Otros hombres debían interesar á esta dama poderosa. El pobre Florestán sólo tenía su juventud, y era ella, la camarada de su infancia, la admiradora desde la época en que jugaban juntos en los paseos, la que mejor podía acompañarlo en la existencia modesta y dulce para la que habían nacido los dos.
—Yo no podré querer á ningún otro, estoy segura de ello. Mi vida es tan pequeña, tan poca cosa, que únicamente tiene cabida para un solo hombre, y si me quita usted á Florestán, esta humilde vida mía habrá terminado... antes de empezar. Usted corre el mundo, señora; usted es rica; los hombres la admiran, ¡y encontrará seguramente tantos otros!... ¡Para qué tomarle á una pobrecita como yo lo poco que posee!...
Luego, bajando la voz y los ojos, como si se avergonzase de sus palabras, volvió á hablar con voz balbuceante. Titubeaba lo mismo que el que teme dar pasos en falso y hace cálculos antes de avanzar un pie.
—Sé bien la diferencia que existe entre nosotras. Usted es hermosa y elegante; yo soy una cosita de nada, á su lado. Un hombre no vacilaría entre las dos, estoy segura de ello. También tengo la certeza de que nunca llegaré á ser como usted... ¡Pero Florestán es tan joven!... Además, el tiempo pasa aprisa, y nunca seremos mañana como somos hoy.
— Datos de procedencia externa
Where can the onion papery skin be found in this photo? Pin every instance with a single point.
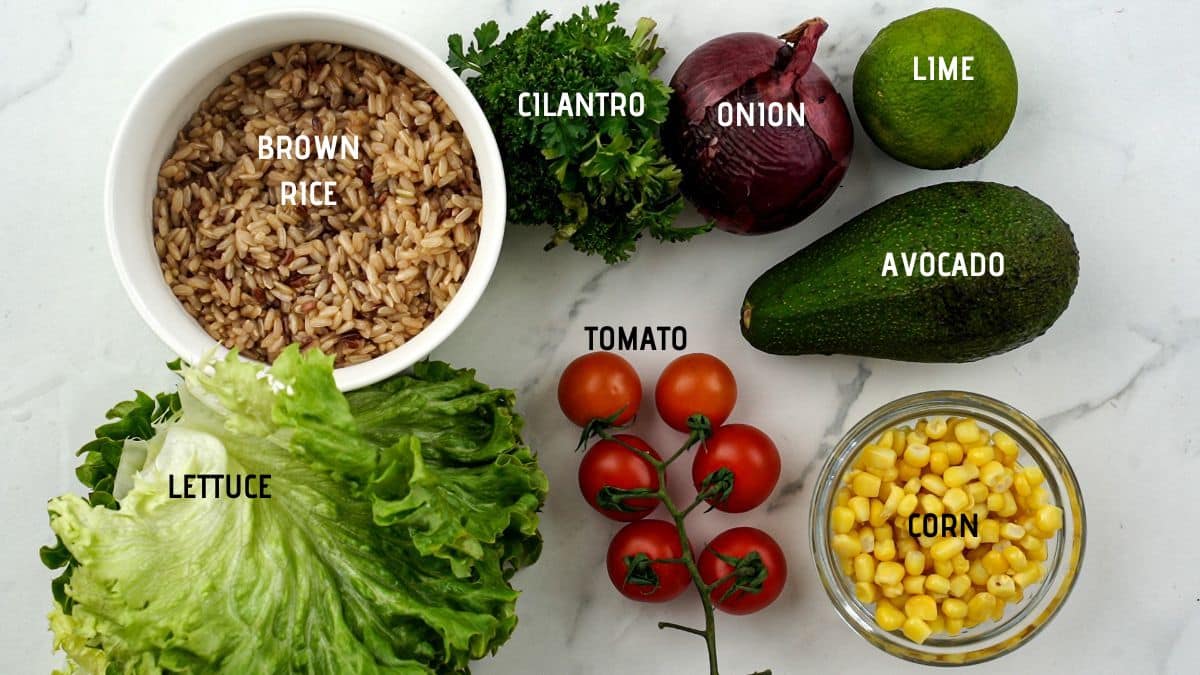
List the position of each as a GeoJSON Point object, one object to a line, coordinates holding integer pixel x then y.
{"type": "Point", "coordinates": [757, 179]}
Fué la señora Douglas la que se apresuró á hablar ahora, cortando el nuevo curso de las palabras de su visitante. Acarició con cierta melancolía sus manos, luego su rostro, y por unos momentos puso la cabecita de la joven sobre uno de sus hombros.
—¡Pobrecita mía!... ¡pobrecita mía!
Conmovida por esta caricia, derramó Consuelo nuevas lágrimas.
—¡Pobrecita mía!—murmuró otra vez la viuda—. ¡No llore usted!
De pronto apartó de ella á la joven, mirándola con ojos menos afectuosos. No había hostilidad para la otra en esta mirada. Sus pupilas reflejaron únicamente la tristeza del que acaba de tropezar inesperadamente con un obstáculo, obra de las potencias ciegas y fatales que cambian bruscamente el curso de nuestra existencia.